Re: Mistake in my query or Index Scan on subquery failure?

From: Nick Barr <nicky(at)chuckie(dot)co(dot)uk>
To: "Gellert, Andre" <AGellert(at)ElectronicPartner(dot)de>
Cc: "'pgsql-general(at)postgresql(dot)org'" <pgsql-general(at)postgresql(dot)org>
Subject: Re: Mistake in my query or Index Scan on subquery failure?
Date: 2004-03-03 18:03:41
Message-ID: 40461DFD.40705@chuckie.co.uk
Views: Raw Message | Whole Thread | Download mbox | Resend email
Thread:
Lists: pgsql-general

Gellert, Andre wrote:

>Hello,
>I have a problem with this simple query :
>
>explain select * from ref_artikel a where a.artnr in ( 351275 , 351346 ,
>293082 ) LIMIT 20 OFFSET 0 ;
> QUERY PLAN
>
>----------------------------------------------------------------------------
>------------------------------------------------------
> Limit (cost=0.00..9.06 rows=3 width=299)
> -> Index Scan using ref_artikel_pkey, ref_artikel_pkey, \
> ref_artikel_pkey on ref_artikel a (cost=0.00..9.06 rows=3 width=299)
> Index Cond: ((artnr = 351275) OR (artnr = 351346) OR (artnr =
>293082))
>(3 rows)
>
>Is it okay , that the word ref_artikel_pkey will be repeated for each
>condition ?
>
>How can i optimize this, i have a number of up to 3000 "artnr" cond. to
>check for equality
>( and more tables joined over this query which i left away for better
>understanding ) ,
>is a "(x=1) or (x=2)..." faster than "x in 1,2... " at this large number of
>checks ?
>
>Maybe this is the hash-joined bug marked for this 7.4 postgresql....
>I consider upgrading to 7.41 on another testing server....
>
>Thx for ideas,
>Andre
>
>---------------------------(end of broadcast)---------------------------
>TIP 1: subscribe and unsubscribe commands go to majordomo(at)postgresql(dot)org
>
As far as I can see this is fine, especially for a small number of
values in the IN clause.
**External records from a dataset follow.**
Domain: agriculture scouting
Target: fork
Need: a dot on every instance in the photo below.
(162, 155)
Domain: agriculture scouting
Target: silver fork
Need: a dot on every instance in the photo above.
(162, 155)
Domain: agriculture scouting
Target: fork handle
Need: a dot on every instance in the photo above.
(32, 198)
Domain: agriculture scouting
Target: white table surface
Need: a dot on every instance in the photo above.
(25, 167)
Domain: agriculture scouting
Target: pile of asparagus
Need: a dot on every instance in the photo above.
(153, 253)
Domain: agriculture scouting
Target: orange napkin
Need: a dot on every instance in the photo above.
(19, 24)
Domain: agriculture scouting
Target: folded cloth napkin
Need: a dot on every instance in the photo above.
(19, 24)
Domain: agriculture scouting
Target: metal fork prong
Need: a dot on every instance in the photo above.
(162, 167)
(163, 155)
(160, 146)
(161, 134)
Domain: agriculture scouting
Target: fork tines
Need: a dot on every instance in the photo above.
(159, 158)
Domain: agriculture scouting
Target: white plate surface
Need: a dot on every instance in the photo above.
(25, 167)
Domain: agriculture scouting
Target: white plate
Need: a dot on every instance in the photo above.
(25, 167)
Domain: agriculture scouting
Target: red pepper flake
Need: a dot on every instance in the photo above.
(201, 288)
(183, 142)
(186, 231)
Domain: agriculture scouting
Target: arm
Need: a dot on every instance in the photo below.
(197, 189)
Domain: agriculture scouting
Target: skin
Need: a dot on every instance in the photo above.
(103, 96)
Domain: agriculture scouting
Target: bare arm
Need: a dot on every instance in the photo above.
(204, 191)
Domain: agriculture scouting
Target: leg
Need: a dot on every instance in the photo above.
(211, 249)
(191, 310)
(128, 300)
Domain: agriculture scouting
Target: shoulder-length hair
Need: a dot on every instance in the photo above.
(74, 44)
If I understand you correctly the number of
values in the IN clause might extend to 3000. This would not be
particularly efficient and might end in a sequential scan.

For example,

explain select * from ref_artikel a where a.artnr in ( 351275 , 351346 ,
293082, ... <2997 more values> ) LIMIT 20 OFFSET 0 ;

A better method if you are going to use a lot of numbers would be something like the following:

-----
BEGIN;

CREATE TEMPORARY TABLE temp_num_2004_03_03 (temp_num int4);

INSERT INTO temp_num_2004_03_03 (351275);
...
INSERT INTO temp_num_2004_03_03 (293082);

CREATE INDEX temp_num_2004_03_03_temp_num_idx ON temp_num_2004_03_03 (temp_num);

SELECT * FROM ref_artikel a, temp_num_2004_03_03 b WHERE a.artnr=b.temp_num ORDER BY a.artnr LIMIT 20 OFFSET 0;

DROP INDEX temp_num_2004_03_03_temp_num_idx;
DROP TABLE temp_num_2004_03_03;

COMMIT/ABORT;
-----

This is especially true if you are going to use the set of numbers again in other queries that follow.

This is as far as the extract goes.